Assim como o filho fez durante o programa do SporTV, o conselheiro são-paulino declarou que sua contrariedade diante das declarações de Raí não tem viés político, mas sim o objetivo de preservar a imagem institucional da equipe: "Como o Caio colocou, não se trata de tomar um lado de direita ou de esquerda. Achamos que não se deve misturar clube com a política".

Sobre a discussão com Casagrande no programa, ele elogiou a postura do filho: "Como pai, você não gosta do seu filho sendo questionado como foi. Caio sempre foi assim, Deus queira que não mude".

Em fevereiro do ano passado, após a queda da equipe para o Talleres (ARG), na segunda fase da Copa Libertadores, Decoussau foi um dos conselheiros da oposição são-paulina que se reuniram com Leco para fazer cobranças. Ele nega que o objetivo tenha sido pedir a saída de Raí da diretoria de futebol.

"Eu critico o Raí, sim, os números dele como diretor de futebol estão aí. É meu amigo, meu ídolo, mas quem não pode receber críticas? O Raí é um ser infalível?
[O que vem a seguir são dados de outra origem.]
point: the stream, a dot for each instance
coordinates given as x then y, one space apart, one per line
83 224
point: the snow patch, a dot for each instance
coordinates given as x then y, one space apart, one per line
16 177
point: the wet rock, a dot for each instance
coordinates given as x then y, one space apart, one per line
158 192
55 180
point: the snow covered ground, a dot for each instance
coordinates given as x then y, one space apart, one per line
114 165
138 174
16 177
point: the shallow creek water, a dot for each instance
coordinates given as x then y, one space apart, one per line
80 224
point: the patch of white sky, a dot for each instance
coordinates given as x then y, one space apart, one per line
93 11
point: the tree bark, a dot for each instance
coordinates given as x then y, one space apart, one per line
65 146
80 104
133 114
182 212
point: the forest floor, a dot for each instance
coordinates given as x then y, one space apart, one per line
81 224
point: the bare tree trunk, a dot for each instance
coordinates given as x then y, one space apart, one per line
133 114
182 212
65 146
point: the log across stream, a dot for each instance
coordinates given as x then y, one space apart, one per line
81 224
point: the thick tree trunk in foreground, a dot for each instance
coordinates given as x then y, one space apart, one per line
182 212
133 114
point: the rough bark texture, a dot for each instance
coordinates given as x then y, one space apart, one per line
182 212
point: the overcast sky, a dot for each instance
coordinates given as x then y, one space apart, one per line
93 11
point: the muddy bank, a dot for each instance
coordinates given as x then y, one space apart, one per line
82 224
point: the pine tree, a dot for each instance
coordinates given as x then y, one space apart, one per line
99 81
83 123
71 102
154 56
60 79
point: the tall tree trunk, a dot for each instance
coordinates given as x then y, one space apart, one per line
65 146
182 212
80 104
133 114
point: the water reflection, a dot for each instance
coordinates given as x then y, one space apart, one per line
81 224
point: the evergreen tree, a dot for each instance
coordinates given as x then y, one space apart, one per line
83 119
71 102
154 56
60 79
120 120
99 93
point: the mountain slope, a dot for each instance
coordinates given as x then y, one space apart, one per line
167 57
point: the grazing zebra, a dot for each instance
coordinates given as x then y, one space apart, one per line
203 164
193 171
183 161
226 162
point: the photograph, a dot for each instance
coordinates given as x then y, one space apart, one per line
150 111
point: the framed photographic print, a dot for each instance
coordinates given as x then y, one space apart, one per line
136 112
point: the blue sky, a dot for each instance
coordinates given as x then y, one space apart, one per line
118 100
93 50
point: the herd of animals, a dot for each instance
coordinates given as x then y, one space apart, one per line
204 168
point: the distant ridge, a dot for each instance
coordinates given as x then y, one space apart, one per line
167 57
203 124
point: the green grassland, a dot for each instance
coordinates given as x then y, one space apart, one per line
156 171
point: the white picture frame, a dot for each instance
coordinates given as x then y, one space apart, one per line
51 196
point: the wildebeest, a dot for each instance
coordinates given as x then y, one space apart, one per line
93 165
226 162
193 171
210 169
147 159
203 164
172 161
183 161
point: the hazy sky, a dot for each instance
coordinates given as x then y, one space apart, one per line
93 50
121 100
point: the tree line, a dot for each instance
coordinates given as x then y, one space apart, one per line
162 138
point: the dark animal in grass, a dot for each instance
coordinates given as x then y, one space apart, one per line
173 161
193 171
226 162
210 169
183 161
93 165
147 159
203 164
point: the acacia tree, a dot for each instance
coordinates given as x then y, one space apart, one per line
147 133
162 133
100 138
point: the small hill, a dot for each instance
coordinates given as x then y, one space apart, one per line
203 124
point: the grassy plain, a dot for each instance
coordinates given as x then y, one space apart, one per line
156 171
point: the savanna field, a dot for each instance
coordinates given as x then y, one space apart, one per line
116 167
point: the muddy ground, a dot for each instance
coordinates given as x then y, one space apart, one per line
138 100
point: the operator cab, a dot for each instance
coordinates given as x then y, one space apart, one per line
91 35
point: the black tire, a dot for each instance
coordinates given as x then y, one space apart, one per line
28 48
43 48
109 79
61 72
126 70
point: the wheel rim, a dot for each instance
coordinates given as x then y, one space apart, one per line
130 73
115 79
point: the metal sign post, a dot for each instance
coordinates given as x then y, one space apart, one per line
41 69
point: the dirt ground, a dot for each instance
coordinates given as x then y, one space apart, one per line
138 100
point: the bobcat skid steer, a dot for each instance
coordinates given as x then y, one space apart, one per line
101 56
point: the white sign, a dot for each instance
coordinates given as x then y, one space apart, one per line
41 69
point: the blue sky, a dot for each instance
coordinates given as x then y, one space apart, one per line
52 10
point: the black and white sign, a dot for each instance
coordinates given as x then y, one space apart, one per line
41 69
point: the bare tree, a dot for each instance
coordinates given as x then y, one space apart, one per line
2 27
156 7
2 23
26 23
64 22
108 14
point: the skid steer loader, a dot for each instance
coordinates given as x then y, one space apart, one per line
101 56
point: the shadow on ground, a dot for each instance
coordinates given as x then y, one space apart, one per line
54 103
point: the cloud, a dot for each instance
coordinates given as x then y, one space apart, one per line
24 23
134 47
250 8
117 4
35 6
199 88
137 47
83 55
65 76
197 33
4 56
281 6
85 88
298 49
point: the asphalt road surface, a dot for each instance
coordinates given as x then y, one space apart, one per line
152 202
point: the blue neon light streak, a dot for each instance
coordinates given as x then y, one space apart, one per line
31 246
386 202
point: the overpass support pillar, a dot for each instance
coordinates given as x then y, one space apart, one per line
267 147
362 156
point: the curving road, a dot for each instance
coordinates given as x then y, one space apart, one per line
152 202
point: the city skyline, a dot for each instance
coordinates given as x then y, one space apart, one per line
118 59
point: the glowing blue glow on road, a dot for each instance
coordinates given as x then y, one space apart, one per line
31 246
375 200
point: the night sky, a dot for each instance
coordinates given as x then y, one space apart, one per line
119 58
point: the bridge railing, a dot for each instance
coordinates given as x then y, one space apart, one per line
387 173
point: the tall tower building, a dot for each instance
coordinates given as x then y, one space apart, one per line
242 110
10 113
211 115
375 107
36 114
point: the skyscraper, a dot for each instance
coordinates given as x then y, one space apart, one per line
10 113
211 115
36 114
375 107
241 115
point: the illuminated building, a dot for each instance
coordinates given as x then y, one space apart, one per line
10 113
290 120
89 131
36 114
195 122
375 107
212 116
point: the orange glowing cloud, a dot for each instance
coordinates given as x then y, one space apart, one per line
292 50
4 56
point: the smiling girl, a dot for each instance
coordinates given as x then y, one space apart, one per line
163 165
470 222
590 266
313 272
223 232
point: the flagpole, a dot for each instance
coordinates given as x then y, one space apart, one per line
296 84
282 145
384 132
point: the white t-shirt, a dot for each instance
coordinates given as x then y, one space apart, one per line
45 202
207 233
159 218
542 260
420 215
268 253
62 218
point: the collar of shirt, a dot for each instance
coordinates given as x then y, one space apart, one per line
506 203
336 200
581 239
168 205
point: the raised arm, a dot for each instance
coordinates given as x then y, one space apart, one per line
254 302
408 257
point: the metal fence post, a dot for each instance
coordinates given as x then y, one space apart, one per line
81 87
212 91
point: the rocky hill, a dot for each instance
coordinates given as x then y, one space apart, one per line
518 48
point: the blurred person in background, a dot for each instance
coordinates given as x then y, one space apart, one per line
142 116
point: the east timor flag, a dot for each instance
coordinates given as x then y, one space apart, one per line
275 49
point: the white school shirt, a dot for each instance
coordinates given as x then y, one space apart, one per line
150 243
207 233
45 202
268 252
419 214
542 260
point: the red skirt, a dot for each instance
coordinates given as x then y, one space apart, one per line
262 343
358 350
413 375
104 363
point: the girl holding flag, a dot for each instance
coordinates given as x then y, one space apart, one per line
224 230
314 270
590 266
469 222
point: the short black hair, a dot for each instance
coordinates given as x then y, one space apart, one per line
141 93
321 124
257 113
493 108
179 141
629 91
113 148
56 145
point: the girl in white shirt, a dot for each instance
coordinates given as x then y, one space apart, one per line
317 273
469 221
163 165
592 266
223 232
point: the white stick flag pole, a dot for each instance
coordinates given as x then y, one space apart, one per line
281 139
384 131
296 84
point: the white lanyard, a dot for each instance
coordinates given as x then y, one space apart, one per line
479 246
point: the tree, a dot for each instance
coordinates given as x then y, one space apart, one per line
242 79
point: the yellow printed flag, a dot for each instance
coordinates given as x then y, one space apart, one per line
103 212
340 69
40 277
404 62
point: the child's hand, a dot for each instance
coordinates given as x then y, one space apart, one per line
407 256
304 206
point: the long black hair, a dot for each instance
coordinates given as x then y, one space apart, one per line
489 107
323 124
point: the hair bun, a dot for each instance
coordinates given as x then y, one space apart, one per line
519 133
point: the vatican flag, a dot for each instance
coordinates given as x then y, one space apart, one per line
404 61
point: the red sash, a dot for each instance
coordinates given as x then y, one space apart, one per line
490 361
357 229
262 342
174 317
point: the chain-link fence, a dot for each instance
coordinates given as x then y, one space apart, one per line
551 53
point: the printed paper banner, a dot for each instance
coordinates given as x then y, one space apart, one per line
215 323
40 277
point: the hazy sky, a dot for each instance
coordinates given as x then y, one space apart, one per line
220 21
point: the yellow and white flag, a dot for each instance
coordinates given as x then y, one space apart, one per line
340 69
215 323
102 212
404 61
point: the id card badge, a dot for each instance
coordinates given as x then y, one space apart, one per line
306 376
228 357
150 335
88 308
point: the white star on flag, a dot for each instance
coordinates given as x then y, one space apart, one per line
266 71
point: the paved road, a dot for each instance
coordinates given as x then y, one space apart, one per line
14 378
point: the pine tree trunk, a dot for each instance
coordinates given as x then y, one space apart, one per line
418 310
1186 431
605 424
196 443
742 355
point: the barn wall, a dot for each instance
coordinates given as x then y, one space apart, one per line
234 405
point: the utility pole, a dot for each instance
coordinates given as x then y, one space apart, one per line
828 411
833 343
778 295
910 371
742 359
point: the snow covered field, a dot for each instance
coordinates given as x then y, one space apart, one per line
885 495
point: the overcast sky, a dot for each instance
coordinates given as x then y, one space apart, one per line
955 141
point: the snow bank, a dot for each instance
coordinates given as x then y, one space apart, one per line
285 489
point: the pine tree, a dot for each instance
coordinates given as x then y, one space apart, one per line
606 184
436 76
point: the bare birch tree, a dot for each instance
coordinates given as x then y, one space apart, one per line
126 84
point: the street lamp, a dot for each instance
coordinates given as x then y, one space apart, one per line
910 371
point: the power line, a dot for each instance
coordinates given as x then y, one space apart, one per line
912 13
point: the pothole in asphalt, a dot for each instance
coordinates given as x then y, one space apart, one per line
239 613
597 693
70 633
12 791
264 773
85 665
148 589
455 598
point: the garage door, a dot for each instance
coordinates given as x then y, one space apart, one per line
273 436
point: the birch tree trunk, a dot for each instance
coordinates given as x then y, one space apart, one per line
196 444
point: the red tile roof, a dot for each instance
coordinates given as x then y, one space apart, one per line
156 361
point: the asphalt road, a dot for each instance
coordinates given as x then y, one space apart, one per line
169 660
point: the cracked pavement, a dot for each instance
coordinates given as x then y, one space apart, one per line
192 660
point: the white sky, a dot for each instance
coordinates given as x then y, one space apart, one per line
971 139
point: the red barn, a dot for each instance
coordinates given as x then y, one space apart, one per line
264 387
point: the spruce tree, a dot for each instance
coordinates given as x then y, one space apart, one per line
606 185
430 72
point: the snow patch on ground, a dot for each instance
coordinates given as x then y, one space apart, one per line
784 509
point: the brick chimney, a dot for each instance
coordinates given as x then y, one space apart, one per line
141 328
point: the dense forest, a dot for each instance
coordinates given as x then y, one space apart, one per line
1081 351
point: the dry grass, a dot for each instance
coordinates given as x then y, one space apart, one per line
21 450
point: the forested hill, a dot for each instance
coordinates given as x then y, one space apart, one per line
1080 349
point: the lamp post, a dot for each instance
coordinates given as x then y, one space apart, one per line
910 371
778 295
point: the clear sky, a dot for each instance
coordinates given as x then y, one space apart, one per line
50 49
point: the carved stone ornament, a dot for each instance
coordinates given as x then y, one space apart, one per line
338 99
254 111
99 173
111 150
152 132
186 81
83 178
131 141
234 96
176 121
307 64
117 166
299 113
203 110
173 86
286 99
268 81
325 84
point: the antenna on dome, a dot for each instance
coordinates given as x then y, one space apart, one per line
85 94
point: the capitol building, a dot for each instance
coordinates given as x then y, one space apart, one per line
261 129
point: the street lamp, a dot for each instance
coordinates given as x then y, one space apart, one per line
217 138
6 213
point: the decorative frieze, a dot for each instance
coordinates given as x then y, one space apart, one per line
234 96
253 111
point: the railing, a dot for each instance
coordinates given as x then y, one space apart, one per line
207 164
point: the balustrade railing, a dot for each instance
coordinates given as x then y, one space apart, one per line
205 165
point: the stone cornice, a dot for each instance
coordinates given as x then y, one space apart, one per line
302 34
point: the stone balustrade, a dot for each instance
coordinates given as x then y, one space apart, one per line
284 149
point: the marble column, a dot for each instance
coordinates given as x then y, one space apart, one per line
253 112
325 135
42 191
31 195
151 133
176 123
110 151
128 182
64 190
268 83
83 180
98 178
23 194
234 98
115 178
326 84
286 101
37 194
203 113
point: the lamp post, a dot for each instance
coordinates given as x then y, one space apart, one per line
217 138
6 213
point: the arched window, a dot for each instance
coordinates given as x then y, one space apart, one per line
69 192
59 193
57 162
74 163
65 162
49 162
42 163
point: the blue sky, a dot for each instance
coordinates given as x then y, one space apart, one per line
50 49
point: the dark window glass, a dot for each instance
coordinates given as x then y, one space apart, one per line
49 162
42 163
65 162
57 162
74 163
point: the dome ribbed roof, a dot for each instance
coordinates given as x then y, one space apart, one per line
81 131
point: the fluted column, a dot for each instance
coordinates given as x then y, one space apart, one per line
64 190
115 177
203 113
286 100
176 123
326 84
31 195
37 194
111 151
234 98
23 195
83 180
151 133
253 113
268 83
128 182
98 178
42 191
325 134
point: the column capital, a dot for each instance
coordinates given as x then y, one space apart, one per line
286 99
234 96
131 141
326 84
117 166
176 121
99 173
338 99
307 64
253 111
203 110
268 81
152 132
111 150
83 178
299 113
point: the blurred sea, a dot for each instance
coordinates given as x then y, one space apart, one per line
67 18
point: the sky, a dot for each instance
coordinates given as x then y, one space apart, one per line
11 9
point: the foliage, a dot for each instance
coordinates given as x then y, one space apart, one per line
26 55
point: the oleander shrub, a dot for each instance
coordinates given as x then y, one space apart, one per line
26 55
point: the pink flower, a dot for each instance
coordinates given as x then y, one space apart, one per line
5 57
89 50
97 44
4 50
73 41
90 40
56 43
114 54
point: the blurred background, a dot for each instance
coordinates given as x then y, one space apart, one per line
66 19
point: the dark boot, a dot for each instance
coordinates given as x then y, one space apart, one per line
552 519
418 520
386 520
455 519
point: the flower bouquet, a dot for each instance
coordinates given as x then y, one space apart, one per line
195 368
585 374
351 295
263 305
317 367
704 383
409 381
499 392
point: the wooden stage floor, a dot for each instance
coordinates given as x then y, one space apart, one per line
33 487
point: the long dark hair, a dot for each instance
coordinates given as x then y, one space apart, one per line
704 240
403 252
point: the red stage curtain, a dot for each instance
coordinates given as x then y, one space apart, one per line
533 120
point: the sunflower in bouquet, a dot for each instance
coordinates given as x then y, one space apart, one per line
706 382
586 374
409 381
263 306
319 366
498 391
É como todos nós", diz.

Raí assumiu o cargo em dezembro de 2017 e ainda não conseguiu ajudar o São Paulo a conquistar um título oficial, o que não ocorre desde a Sul-Americana de 2012.

Há uma semana, na entrevista que deu origem à polêmica, o ídolo são-paulino e hoje dirigente disse ao Globoesporte.com que Bolsonaro estava "no limite da irresponsabilidade" ao ir contra as recomendações da Organização Mundial da Saúde.

Durante o programa desta segunda, Caio ganhou uma espécie de direito de resposta após Galvão Bueno, que participava de sua casa, levantar o tema.

"O que me incomodou é que minha opinião não teve nenhum viés político. Eu não estou analisando se o Raí é de direita ou de esquerda, se é a favor ou contra o governo, nada disso. Ele tem todo o direito de emitir a opinião dele. O que me incomodou foi que me colocaram no meio de uma guerra política como se estivesse defendendo o governo, e em nenhum momento eu emiti opinião política", disse Caio.

O apresentador Cléber Machado, Casagrande e o comentarista Maurício Noriega foram contrários à visão de Caio e manifestaram apoio à postura de Raí.

O ex-jogador do Corinthians, inclusive, já havia usado sua conta no Instagram para elogiar o dirigente são-paulino, que é irmão de Sócrates (1954-2011), amigo de Casagrande e companheiro de time no clube do Parque São Jorge na época da Democracia Corintiana.

A crítica de Casagrande à opinião de Caio se deu justamente por considerá-la antidemocrática.

"Eu fui contra [a sua opinião], mas não fui agressivo, fui bem educado. Mas eu acho que você tem que ser mais claro", disse Casagrande.

"Mas eu fui", rebateu Caio.

"Não, não foi. Você está dizendo que foi claro só para as pessoas que te entenderam. E para as pessoas que não te entenderam, você não foi claro? Eu discordo quando você fala que o Raí só tem que falar de futebol, que não pode falar de política. Isso é antidemocrático. Ninguém pode censurar o que o outro está falando. Foge da democracia. [...] Então, você tem que ser mais claro, porque, nesses anos todos, não é a primeira vez que você tem que vir no 'Bem, Amigos!' explicar uma declaração porque você não é claro", afirmou Casagrande

Ele e Caio, mesmo com algumas intervenções dos outros participantes do programa, continuaram discutindo por mais alguns minutos. Até que Caio encerrou sua fala justificando mais uma vez a tomada de posição com relação a Raí.

"Só queria terminar dizendo o seguinte: a minha fala, para mim, é clara e coerente com o que eu penso e vocês têm o direito de discordar. Eu só queria reiterar de que não tem viés político, de que não tenho problema com o Raí. Mas eu continuo pensando dessa maneira: quando você representa um time, você tem que tomar mais cuidado", concluiu.